Nous vous avons dit, ma Révérende Mère, que la vue de notre chère soeur Marie du Sauveur s'était affaiblie dans ces dernières années. Elle était menacée de la perdre entièrement, mais le bon Dieu voulut lui épargner cette épreuve, et lui en laisser suffisamment pour se conduire et s'occuper encore. Alors il lui fut permis d'aider à nos Soeurs du voile blanc dans la mesure de ses forces, et d'accomplir ainsi dans une certaine limite le voeu qu'elle avait exprimé en entrant au Carmel, d'y être reçue comme simple soeur converse. Elle apportait à ces humbles travaux le même entrain qu'elle mettait autrefois aux broderies les plus fines. Les officières lui donnaient aussi des écheveaux à dévider, de la laine à écharper, et si la tâche une fois terminée on lui laissait manquer un instant de travail, on la voyait chercher avec inquiétude celle qui devait lui en fournir, comme si cet ouvrage eut été pressé et important.

Le moment désiré par elle et promis par Jésus avait enfin sonné. Elle pouvait, dans la paix de la cellule, mener une vie plus intérieure. Mais là, encore, ce n'était pas le sommeil de l'Epouse attentive à la voix du Bien-aimé. C'était plutôt sa recherche active après les troupeaux de l'Epoux. Son esprit, son coeur, ses lèvres agissaient sans cesse. Que de pratiques, que de prières vocales qui revenaient à leurs heures et dans lesquelles se dépensaient ses forces. Presque chaque jour, notre fervente Soeur faisait cinq chemins de croix, baisant souvent la terre aux stations, et, cependant, chaque pas était pour elle une souffrance, et la mettait dans un état d'essoufflement qui faisait pitié. Un jour qu'elle terminait ce saint exercice, une de nos jeunes Soeurs, témoin de sa fatigue, voulait la faire asseoir, mais elle refusa en disant : a On est toujours trop près de soi. »

La nuit, pendant ses longues insomnies, elle s'unissait au Saint Sacrifice de la messe qui se célèbre dans les différentes parties du monde, offrant le sang de Jésus pour le salut des pécheurs. Les pécheurs ! Que de sollicitude n'avait-elle pas pour leur conversion ! Elle pleurait sur eux, et sa prière devenait une véritable clameur. Aussi aimions-nous à lui recommander ceux qui nous sont chers, et bien des coeurs amis avaient recours à son intercession.
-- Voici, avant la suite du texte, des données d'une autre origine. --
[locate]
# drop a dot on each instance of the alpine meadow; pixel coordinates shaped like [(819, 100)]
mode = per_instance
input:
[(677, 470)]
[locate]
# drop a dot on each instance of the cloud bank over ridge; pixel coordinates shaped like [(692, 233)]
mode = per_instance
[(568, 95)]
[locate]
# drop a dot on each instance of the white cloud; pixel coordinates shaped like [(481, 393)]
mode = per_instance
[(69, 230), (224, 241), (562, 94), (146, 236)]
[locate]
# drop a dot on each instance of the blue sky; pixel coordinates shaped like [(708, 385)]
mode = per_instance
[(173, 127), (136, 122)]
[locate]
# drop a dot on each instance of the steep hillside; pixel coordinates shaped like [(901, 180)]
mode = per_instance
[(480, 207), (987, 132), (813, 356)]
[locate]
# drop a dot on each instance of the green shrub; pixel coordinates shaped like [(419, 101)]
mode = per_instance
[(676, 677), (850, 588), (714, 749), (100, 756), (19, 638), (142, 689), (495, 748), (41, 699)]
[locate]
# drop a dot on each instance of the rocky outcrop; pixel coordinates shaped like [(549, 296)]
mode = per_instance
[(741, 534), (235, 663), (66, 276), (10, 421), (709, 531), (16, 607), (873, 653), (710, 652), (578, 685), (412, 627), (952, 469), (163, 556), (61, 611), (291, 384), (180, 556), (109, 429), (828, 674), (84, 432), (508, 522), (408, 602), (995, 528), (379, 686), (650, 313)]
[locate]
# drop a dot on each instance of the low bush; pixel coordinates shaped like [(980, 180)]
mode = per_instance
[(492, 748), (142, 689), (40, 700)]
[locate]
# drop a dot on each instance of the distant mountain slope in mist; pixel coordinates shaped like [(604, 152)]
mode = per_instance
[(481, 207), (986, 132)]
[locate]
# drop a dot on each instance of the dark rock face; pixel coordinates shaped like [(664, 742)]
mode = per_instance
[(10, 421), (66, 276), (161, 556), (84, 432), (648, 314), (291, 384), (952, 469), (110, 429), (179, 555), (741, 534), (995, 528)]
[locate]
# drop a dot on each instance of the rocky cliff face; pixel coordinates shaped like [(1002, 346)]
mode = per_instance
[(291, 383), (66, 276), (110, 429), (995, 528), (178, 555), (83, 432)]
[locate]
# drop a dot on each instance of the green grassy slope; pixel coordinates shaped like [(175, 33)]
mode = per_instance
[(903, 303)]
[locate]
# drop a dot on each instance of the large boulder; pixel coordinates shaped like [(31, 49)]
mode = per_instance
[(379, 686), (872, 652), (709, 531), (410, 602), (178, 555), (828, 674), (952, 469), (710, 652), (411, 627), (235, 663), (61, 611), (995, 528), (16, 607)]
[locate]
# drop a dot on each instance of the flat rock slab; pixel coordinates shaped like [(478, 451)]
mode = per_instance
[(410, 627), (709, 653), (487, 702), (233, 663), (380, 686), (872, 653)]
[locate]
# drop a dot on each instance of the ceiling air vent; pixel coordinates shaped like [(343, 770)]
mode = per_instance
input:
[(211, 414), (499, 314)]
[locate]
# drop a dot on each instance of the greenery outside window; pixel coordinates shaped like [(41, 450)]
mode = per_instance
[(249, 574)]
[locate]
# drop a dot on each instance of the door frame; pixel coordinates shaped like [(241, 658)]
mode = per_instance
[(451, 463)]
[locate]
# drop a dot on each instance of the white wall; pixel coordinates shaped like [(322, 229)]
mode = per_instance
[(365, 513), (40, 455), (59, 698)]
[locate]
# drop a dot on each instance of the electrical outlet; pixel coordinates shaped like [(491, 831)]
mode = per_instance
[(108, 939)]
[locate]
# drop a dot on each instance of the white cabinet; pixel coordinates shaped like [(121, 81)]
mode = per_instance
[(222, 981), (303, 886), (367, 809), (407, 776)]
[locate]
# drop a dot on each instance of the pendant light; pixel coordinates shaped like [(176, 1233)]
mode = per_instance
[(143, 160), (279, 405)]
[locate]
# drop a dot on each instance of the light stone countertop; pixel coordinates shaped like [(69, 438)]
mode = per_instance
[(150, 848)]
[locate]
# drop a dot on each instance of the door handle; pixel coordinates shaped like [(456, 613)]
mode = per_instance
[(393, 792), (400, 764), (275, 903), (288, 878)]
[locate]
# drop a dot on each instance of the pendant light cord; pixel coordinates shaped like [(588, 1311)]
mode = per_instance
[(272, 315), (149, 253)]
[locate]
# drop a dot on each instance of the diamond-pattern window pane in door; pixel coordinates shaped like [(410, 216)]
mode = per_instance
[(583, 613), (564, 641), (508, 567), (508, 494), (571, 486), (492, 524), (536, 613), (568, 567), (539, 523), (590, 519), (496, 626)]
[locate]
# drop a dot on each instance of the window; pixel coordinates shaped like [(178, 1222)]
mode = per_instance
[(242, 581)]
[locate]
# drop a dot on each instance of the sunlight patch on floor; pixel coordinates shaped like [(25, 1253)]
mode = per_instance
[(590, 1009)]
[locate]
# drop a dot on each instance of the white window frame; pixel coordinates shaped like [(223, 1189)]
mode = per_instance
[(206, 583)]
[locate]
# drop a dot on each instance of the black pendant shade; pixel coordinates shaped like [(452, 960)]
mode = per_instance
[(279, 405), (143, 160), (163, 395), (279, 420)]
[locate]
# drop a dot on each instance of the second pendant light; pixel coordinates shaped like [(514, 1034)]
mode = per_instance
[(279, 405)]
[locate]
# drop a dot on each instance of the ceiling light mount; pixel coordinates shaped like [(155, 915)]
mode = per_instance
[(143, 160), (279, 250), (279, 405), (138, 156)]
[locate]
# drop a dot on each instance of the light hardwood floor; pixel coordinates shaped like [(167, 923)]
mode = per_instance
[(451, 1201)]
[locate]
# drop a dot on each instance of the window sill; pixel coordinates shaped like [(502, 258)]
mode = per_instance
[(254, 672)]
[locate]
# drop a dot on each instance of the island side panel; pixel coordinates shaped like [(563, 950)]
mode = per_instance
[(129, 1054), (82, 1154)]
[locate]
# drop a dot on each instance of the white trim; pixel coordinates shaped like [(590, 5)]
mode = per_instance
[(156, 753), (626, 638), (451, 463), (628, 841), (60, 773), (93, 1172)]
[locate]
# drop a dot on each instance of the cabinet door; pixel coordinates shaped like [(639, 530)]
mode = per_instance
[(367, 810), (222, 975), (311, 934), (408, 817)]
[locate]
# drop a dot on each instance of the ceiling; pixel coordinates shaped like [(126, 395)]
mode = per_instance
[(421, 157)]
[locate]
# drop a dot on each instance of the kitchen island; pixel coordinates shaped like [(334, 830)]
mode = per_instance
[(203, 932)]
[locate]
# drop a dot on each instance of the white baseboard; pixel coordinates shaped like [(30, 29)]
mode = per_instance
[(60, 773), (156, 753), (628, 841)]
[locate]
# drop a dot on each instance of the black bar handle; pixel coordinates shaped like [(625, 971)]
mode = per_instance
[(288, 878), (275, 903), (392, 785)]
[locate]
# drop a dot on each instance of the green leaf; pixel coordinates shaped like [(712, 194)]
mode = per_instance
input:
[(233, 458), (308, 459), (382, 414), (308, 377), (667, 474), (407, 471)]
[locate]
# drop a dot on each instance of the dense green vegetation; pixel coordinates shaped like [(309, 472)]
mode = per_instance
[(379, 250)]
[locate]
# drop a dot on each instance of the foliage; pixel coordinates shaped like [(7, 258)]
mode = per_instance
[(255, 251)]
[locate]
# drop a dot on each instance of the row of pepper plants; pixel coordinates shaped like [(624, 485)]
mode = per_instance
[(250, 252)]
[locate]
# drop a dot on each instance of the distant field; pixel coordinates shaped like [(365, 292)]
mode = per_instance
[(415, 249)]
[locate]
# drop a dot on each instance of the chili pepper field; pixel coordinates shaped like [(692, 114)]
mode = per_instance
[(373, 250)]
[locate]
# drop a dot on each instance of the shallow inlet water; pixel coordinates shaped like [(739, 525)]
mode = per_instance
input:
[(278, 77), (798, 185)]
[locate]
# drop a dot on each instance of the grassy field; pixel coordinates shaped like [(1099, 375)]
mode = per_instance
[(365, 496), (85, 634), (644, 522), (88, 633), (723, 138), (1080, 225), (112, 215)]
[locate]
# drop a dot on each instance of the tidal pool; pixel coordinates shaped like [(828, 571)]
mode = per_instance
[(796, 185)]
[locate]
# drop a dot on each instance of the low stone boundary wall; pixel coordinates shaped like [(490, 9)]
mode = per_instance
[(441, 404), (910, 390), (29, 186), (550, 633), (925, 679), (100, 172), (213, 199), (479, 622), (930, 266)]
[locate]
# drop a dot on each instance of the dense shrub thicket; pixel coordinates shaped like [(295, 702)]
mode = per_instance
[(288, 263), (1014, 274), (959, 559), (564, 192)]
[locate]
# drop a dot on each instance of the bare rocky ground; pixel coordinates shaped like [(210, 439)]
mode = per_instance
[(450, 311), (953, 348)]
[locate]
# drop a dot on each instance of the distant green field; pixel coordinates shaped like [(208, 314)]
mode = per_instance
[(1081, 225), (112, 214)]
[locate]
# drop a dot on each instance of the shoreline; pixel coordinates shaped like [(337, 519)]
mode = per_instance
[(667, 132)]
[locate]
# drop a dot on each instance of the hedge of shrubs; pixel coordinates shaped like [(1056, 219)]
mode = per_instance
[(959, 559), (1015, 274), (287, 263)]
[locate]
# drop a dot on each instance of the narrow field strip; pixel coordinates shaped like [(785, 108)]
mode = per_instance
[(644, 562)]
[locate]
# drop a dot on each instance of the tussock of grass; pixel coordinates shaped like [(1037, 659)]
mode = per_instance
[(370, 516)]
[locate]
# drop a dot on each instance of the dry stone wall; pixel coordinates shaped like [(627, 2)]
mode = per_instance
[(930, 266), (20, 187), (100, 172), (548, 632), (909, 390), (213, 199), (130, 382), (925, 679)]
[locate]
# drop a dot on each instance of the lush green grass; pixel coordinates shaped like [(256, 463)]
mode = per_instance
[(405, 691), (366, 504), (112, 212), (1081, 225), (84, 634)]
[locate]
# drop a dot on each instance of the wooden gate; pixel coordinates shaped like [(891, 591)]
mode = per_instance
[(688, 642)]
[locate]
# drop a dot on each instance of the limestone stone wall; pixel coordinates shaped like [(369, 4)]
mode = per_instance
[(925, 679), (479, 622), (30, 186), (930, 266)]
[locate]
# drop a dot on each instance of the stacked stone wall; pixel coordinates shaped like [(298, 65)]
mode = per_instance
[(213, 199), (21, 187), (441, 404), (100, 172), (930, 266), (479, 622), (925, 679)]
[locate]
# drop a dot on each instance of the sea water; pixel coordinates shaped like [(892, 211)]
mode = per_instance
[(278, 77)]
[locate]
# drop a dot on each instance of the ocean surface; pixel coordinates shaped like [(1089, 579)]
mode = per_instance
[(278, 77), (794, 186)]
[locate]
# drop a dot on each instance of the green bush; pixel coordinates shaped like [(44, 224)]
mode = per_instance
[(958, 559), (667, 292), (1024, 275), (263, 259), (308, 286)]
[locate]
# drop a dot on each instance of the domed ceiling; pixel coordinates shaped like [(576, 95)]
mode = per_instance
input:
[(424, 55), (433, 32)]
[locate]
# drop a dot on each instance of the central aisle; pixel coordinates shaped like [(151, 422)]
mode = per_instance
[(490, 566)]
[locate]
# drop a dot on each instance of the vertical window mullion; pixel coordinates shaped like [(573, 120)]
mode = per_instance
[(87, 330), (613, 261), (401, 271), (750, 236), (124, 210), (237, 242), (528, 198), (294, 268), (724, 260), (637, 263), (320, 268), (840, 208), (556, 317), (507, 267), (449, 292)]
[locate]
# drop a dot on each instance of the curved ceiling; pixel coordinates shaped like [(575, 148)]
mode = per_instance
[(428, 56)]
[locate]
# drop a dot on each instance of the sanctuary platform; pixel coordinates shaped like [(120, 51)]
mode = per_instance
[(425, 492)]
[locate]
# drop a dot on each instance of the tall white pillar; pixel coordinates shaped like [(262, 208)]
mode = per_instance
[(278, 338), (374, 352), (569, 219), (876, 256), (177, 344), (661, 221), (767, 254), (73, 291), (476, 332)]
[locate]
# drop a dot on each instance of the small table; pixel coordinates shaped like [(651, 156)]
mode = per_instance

C'est dans une vie si saintement employée que notre chère Soeur atteint l'époque de ses noces d'or. Elle avait toujours désiré la mort qui devait l'unir à son Dieu, mais lorsqu'elle put prévoir dans un terme prochain la grâce de son jubilé, elle suppliait son bon Maître de l'y faire arriver, puis de venir la cueillir. Si elle désirait cette faveur, ce n'était pas pour en bénéficier elle-même, car elle avait tout aban­donné aux âmes du purgatoire. Aussi espérait-elle que ce jour là une de ces chères âmes s'élèverait radieuse vers le Ciel. Cette perspective la réjouissait d'avance. Chère Soeur! L'Epoux auquel elle s'abandonnait était assez riche et assez généreux pour lui accorder une double grâce. Et, d'ailleurs, n'avait-elle pas conservé son innocence baptismale ? Sa jeunesse spirituelle avait-elle besoin d'être renouvelée comme celle de l'aigle, puisqu'elle avait encore toute la fraîcheur et toute la naïveté de ses impressions. Mais Jésus lui réservera une grâce de connaissance d'elle-même et de vigilance sur tous ses mouvements, dont elle ne saura assez le remercier.

Elle se prépara à cette rénovation avec une humilité et une confiance qui durent toucher le Coeur de Jésus. Ses lettres écrites à cette occasion à ses bien-aimés Carmels de Tulle et de Limoges en étaient toutes empreintes. Elle réclamait le pardon de ses Soeurs et les convoquait à chanter avec elle les miséricordes de Dieu. Les réponses qui lui arrivèrent faisaient bien écho aux saints transports de son âme. Elles étaient accompagnées de gracieux présents, auxquels vinrent se joindre ceux de plusieurs de nos chers Carmels. Dès le 15 février 1889, au soir, s'ouvrait cette touchante fête, et chacune de nous, en l'embrassant, put lui offrir un de ces doux souvenirs qui redisaient si bien : « Il n'y a point d'absence pour les coeurs unis en Dieu ».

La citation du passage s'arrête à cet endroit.